Still reading but here is the info everyone is commenting on.

Whether its right or wrong the Optics of Quebec showing such a big surplus is not going to go over well on Conservative media. And Kenny will make some stupid comment later today I am sure. He needs to deflect from recent news and coming legislation.

From the paper. Paragraph 3 and 4 are important.

3.1 Overview

Equalization uses a mathematical formula to determine which provinces are eligible for the transfer and the amount of each eligible province’s payment. Since 2009, the total amount of Equalization payments has grown annually in accordance with a three year moving average rate of growth in Canada’s nominal gross domestic product (GDP); between 2007 and 2009, the total amount was based on a formula.

The basic structure of Equalization is relatively straightforward.

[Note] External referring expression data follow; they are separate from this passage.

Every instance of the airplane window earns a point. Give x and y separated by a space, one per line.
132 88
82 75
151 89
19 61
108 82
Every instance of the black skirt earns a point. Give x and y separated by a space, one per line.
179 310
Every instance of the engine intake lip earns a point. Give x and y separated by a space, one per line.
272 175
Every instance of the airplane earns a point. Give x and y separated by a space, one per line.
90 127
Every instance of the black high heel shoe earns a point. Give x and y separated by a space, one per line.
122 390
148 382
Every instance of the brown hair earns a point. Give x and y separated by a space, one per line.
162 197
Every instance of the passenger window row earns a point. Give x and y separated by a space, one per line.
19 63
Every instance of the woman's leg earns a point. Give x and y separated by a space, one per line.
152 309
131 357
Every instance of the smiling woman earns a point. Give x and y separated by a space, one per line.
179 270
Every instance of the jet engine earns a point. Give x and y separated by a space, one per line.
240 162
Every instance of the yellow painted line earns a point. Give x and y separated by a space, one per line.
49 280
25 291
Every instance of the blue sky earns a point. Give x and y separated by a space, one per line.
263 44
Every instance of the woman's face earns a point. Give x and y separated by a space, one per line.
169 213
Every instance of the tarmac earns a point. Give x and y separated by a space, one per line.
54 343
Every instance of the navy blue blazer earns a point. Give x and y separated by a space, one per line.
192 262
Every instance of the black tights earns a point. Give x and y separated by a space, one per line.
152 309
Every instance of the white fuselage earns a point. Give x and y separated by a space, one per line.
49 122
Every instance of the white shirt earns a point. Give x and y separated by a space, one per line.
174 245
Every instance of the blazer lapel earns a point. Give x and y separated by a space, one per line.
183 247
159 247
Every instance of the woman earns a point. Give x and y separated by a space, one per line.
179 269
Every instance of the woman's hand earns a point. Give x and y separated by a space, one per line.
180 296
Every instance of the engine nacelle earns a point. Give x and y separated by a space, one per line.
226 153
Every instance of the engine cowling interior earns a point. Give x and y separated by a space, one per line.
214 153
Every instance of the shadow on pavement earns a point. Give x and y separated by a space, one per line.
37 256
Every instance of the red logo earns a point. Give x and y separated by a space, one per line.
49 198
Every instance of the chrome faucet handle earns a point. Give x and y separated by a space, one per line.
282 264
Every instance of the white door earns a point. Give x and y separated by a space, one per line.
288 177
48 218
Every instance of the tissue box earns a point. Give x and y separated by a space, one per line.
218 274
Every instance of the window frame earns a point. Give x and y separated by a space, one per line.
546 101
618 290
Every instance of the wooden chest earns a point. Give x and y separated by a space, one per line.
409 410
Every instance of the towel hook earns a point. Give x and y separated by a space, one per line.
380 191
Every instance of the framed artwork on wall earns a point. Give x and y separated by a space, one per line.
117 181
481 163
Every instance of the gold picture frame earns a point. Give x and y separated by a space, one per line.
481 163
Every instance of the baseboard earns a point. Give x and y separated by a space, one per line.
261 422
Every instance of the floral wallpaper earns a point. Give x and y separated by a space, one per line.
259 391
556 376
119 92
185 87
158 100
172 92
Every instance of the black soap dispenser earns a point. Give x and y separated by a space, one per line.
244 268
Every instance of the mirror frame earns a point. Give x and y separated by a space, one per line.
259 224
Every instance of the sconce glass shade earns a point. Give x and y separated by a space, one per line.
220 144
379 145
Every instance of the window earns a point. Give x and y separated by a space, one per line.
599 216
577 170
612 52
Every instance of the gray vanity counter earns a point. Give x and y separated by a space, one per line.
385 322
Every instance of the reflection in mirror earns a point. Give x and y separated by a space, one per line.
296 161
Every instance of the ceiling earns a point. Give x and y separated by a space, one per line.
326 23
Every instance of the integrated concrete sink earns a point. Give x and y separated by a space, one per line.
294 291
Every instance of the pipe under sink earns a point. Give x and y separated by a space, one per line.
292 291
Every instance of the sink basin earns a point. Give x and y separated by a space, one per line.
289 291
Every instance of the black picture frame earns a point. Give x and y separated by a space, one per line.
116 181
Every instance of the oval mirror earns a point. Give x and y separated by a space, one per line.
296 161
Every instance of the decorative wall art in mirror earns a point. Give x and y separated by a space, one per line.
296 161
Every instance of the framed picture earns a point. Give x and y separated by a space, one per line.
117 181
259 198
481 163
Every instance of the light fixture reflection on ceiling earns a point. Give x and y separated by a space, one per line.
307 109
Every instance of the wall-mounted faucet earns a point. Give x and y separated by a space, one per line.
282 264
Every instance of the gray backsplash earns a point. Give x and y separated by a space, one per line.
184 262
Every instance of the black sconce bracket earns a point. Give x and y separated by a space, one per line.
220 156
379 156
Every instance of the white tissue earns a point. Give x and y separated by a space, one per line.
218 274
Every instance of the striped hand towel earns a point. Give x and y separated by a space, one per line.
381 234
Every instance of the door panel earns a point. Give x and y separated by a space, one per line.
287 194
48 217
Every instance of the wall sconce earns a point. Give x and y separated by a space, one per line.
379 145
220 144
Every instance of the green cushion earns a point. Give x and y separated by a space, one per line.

On a per capita basis, Equalization assesses a province’s ability to generate own-source revenues and compares that fiscal capacity to the average fiscal capacity for all provinces. With the exception of user fees (fees for the use of public services), all provincial government revenue sources are allocated to one of five categories: personal income taxes, business income taxes, consumption taxes, property taxes and natural resource revenues.

Save for natural resource revenues, the Equalization formula estimates fiscal capacity in each of the four remaining revenue categories by determining the amount of per capita revenue that each province could generate if all provinces had identical tax rates. Because of the wide range of natural resources and royalty structures across the provinces, actual resource revenues are used to measure fiscal capacity instead of creating a national average tax rate.

To determine which provinces are eligible for Equalization – and, if so, for how much – each province’s per capita fiscal capacity in all five revenue categories is compared to the average fiscal capacity of the 10 provinces. If, according to the formula, a province has a below-average ability to generate own-source revenues, then it is eligible for an Equalization payment to make up the difference. If a province’s revenue-generating ability exceeds the 10-province average, then it is not eligible for an Equalization payment.
It is extraordinary the extent to which Kenney needs an "Other" to validate his politics. I don't think we've ever seen anything quite this extreme in Canada before. Although Quebec/equalization seems a bit of a sideshow, as the "Other" in this case is clearly the Justin Trudeau GofC.